Is it before? Then do you have to decide how fast you'll move that action, to determine whether you get a penalty? Or do you apply it retroactively?

Or, as I think, you make the check as soon as you start trying to Hide, which might be somewhere in the middle when you reach cover. Then how do you determine if you were moving too fast?

Say you start out 10ft from cover, and have 30 speed. So you spend your first 10ft of movement getting to cover, and then you go to make a stealth check. I'd say that at that point you have to decide whether to keep only 5ft of movement, or take the penalty and have 20ft of movement remaining.


I have felt that the rule regarding making the stealth check as part of a move action means that you can make the check starting at any point along the movement once you qualify for the Hide skill. So moving 10 feet in the open to get to the cover, making the skill check at that point and continuing your movement while hidden should work.

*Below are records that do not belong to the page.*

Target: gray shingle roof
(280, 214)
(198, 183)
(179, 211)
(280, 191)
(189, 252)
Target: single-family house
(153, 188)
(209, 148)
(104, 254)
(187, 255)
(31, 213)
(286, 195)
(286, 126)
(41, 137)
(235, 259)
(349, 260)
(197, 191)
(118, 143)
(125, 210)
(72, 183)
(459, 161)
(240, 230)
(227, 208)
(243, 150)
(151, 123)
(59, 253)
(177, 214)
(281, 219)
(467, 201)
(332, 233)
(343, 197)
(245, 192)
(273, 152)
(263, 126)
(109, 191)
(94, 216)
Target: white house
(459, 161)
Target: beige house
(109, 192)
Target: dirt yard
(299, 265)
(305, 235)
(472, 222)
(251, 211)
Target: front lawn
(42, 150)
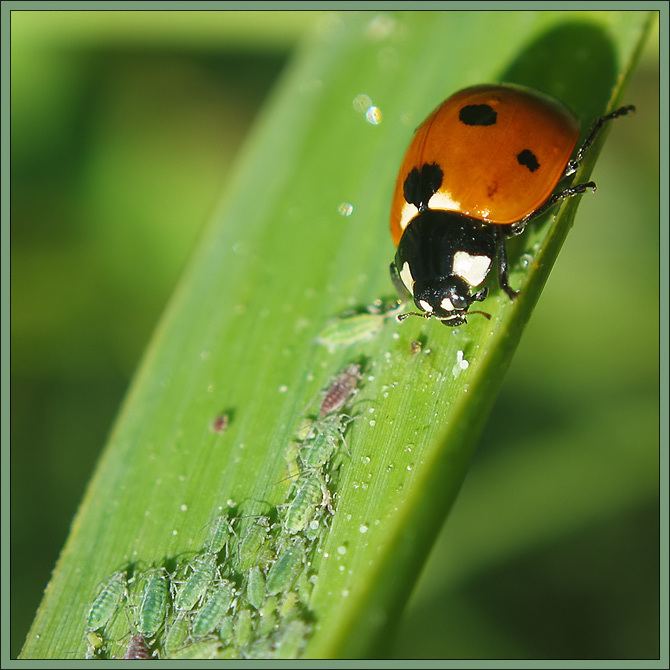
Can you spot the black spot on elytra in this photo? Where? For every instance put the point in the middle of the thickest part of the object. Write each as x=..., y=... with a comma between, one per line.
x=478, y=115
x=528, y=159
x=419, y=186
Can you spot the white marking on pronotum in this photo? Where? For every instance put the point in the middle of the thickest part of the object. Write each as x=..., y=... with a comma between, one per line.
x=471, y=268
x=406, y=277
x=446, y=305
x=443, y=200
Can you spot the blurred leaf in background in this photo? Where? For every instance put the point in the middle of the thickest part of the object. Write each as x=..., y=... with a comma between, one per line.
x=124, y=127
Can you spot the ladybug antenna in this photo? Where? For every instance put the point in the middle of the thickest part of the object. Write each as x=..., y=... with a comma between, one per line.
x=486, y=314
x=424, y=315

As for how far you can move, that is determined at the start of the movement when you take the action. Are you doing just a movement? or a normal combined move and sneak? or a combined move and sneak with penalties so that you can move your full speed? Decide that at the start of the action. Then take the movement and make the skill check. You don't have to file a full flight plan, but you do have to choose what action you are doing and take the appropriate penalties when taking the action.

But Xenocrat does have some good points and this ruling could be considered a loose interpretation or maybe even a houserule.

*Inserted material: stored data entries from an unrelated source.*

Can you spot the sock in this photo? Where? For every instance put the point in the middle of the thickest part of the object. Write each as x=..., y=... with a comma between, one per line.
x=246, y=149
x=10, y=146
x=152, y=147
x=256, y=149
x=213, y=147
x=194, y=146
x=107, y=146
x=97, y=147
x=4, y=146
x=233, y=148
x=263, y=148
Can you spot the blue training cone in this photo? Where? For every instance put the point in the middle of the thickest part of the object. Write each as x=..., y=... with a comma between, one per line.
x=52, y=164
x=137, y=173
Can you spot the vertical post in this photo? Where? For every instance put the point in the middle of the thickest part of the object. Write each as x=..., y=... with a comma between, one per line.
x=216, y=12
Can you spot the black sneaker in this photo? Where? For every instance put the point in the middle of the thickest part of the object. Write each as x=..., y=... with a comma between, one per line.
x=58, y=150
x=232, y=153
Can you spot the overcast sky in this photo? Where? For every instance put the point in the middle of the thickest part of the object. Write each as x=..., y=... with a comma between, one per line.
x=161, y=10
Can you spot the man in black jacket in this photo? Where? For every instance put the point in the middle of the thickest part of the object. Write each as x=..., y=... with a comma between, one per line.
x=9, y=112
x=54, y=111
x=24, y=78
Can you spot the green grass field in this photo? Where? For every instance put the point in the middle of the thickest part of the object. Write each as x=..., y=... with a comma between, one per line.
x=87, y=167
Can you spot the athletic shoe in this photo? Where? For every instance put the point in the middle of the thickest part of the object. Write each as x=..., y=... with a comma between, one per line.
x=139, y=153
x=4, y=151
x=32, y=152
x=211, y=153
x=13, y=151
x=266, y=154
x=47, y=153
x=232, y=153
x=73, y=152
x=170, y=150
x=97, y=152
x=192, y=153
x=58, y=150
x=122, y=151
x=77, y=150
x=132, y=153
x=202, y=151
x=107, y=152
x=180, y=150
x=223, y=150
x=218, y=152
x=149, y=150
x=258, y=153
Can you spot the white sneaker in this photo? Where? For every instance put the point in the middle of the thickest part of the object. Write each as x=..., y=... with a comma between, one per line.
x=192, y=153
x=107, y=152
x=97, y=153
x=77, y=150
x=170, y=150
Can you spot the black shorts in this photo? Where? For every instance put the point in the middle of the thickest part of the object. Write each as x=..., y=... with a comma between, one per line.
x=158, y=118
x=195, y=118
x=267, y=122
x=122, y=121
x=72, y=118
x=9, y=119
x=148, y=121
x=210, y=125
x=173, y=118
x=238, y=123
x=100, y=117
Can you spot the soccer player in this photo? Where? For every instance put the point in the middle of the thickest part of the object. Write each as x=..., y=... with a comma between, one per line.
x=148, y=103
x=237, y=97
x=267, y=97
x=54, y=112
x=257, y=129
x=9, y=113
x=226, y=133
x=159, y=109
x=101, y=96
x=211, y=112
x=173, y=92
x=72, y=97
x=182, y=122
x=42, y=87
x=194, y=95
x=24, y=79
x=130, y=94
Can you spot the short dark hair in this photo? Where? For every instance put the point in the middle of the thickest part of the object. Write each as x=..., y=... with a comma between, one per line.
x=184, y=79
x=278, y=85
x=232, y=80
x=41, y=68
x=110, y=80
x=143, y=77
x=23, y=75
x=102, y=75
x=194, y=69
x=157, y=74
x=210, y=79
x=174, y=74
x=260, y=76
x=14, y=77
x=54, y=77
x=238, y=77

If my character is standing behind another character that is considered cover therefore as long as he completes his turn in a position where he still has cover can he use stealth to hide?


Scottybobotti wrote:
If my character is standing behind another character that is considered cover therefore as long as he completes his turn in a position where he still has cover can he use stealth to hide?

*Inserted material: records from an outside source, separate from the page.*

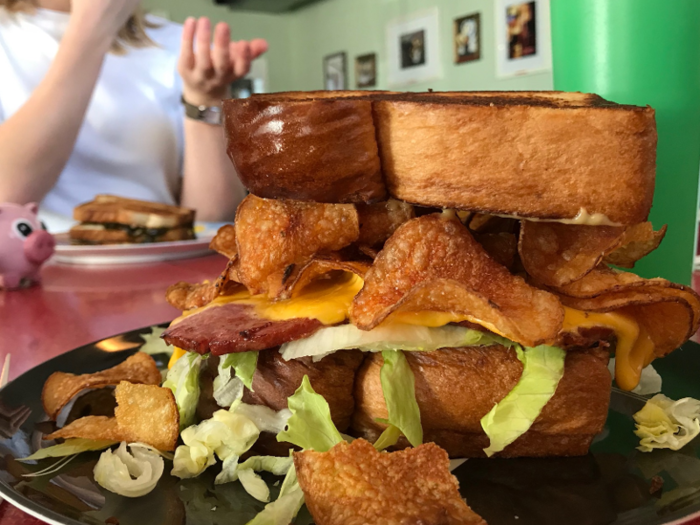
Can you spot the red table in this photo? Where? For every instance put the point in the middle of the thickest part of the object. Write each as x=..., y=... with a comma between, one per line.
x=77, y=305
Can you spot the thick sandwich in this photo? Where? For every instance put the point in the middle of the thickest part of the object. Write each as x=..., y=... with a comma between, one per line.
x=117, y=220
x=438, y=265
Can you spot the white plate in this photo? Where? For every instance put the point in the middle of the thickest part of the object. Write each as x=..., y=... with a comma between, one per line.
x=110, y=254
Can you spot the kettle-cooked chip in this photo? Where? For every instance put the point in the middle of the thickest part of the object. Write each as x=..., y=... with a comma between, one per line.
x=144, y=414
x=433, y=263
x=272, y=235
x=378, y=221
x=668, y=312
x=61, y=387
x=637, y=242
x=224, y=242
x=354, y=484
x=557, y=254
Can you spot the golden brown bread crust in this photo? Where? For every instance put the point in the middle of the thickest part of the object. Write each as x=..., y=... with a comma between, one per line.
x=456, y=387
x=523, y=160
x=89, y=235
x=529, y=154
x=133, y=212
x=353, y=484
x=314, y=150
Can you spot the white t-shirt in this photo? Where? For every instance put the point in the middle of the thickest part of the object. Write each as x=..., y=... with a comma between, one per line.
x=131, y=142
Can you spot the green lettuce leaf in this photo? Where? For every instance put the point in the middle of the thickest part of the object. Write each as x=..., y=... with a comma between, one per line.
x=543, y=367
x=665, y=423
x=398, y=385
x=69, y=447
x=387, y=337
x=310, y=426
x=183, y=380
x=284, y=509
x=244, y=364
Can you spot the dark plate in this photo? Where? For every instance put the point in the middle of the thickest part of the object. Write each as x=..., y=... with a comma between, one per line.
x=614, y=484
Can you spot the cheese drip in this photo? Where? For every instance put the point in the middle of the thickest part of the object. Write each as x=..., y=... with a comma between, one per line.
x=634, y=349
x=327, y=300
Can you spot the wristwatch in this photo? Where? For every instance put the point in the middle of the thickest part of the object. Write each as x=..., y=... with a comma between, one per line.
x=207, y=114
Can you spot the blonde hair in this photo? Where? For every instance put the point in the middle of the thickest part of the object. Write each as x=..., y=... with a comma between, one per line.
x=133, y=34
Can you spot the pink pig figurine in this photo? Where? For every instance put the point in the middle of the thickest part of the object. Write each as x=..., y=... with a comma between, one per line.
x=24, y=245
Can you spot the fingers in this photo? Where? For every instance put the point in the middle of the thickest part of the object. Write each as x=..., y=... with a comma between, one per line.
x=241, y=57
x=221, y=55
x=203, y=51
x=186, y=60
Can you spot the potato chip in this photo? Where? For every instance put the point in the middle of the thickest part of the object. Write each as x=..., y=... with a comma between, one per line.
x=637, y=242
x=502, y=247
x=356, y=484
x=185, y=296
x=224, y=242
x=148, y=414
x=144, y=414
x=378, y=221
x=60, y=387
x=275, y=235
x=557, y=254
x=434, y=264
x=290, y=281
x=668, y=312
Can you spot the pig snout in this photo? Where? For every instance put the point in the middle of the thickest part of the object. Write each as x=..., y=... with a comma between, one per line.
x=39, y=246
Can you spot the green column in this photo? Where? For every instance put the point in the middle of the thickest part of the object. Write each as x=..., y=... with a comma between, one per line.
x=644, y=52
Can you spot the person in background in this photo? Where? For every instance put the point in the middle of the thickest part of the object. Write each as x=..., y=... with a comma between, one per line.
x=93, y=97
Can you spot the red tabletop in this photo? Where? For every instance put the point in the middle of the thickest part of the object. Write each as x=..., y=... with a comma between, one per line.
x=76, y=305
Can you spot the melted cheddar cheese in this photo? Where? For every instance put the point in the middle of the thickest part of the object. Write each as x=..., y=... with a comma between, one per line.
x=634, y=349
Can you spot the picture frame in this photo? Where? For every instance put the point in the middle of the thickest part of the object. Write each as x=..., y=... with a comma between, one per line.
x=335, y=72
x=523, y=37
x=413, y=48
x=467, y=38
x=366, y=70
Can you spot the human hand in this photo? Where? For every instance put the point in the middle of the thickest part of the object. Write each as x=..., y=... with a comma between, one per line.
x=209, y=70
x=104, y=16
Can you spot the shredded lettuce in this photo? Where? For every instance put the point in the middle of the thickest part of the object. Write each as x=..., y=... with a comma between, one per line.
x=543, y=367
x=132, y=474
x=244, y=364
x=69, y=448
x=386, y=337
x=278, y=466
x=225, y=435
x=183, y=380
x=284, y=509
x=310, y=426
x=398, y=385
x=266, y=419
x=665, y=423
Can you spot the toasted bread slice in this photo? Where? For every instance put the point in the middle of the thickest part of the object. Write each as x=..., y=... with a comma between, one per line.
x=99, y=234
x=354, y=484
x=545, y=155
x=132, y=212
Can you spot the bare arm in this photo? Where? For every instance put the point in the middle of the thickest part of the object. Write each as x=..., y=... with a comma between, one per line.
x=211, y=185
x=36, y=142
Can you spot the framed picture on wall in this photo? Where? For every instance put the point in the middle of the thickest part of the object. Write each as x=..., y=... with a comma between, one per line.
x=413, y=48
x=467, y=38
x=335, y=71
x=523, y=37
x=366, y=70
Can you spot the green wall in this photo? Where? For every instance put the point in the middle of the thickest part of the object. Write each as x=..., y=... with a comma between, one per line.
x=299, y=40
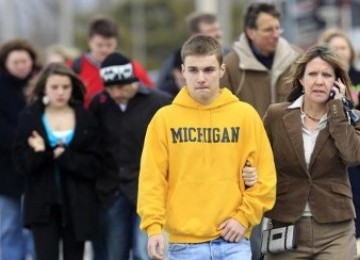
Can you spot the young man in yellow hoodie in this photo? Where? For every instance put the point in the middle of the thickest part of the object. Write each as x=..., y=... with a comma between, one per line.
x=195, y=149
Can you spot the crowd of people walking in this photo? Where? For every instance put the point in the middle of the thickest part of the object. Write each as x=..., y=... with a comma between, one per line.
x=227, y=143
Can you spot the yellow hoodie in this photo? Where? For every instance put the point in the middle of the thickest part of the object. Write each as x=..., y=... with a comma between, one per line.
x=190, y=176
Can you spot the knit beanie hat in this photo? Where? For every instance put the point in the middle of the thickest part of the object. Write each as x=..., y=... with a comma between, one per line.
x=117, y=69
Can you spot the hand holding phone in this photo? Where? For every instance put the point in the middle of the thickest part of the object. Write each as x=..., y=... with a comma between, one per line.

1) characters provide soft cover, the definition of which is it doesn't let you try to hide.

Soft Cover

Creatures, even enemies, between you and the src of an effect provide you with cover against ranged attacks, giving you a +4 bonus to AC. However, soft cover provides no bonus to Reflex saves, nor does soft cover allow you to attempt a Stealth check.

2) A creature that's being observed (like you would likely be because you leaned out and said "We need a pitcher not a belly itcher" to the person shooting at your vesk) can't attempt a stealth check to hide. Some people think cover breaks observation, but that gets really weird really quickly. I think that by far, the better interpretation of the rules is that you need cover and you need people to not be looking at you in order to hide.

Sovereign Court

BigNorseWolf wrote:
Some people think cover breaks observation

You mean, just about everyone else in the other thread about this, because the Starfinder CRB says it repeatedly.


Ascalaphus wrote:
BigNorseWolf wrote:
Some people think cover breaks observation
You mean, just about everyone else in the other thread about this, because the Starfinder CRB says it repeatedly.

Like a lot of rules interpretations that let you do things you probably shouldn't, i see a lot more of that interpretation on the rules forums than in actual play. You've argued the same thing since pathfinder where you were in the definite minority there.


Under either interpretation of the rules Soft Cover doesn't work for initiating Hide.

I'm thinking that partial cover doesn't either. It doesn't say anywhere that it does. But neither does Improved Cover - which I see as also providing regular Cover. So I think that one should work, but it is harder to prove.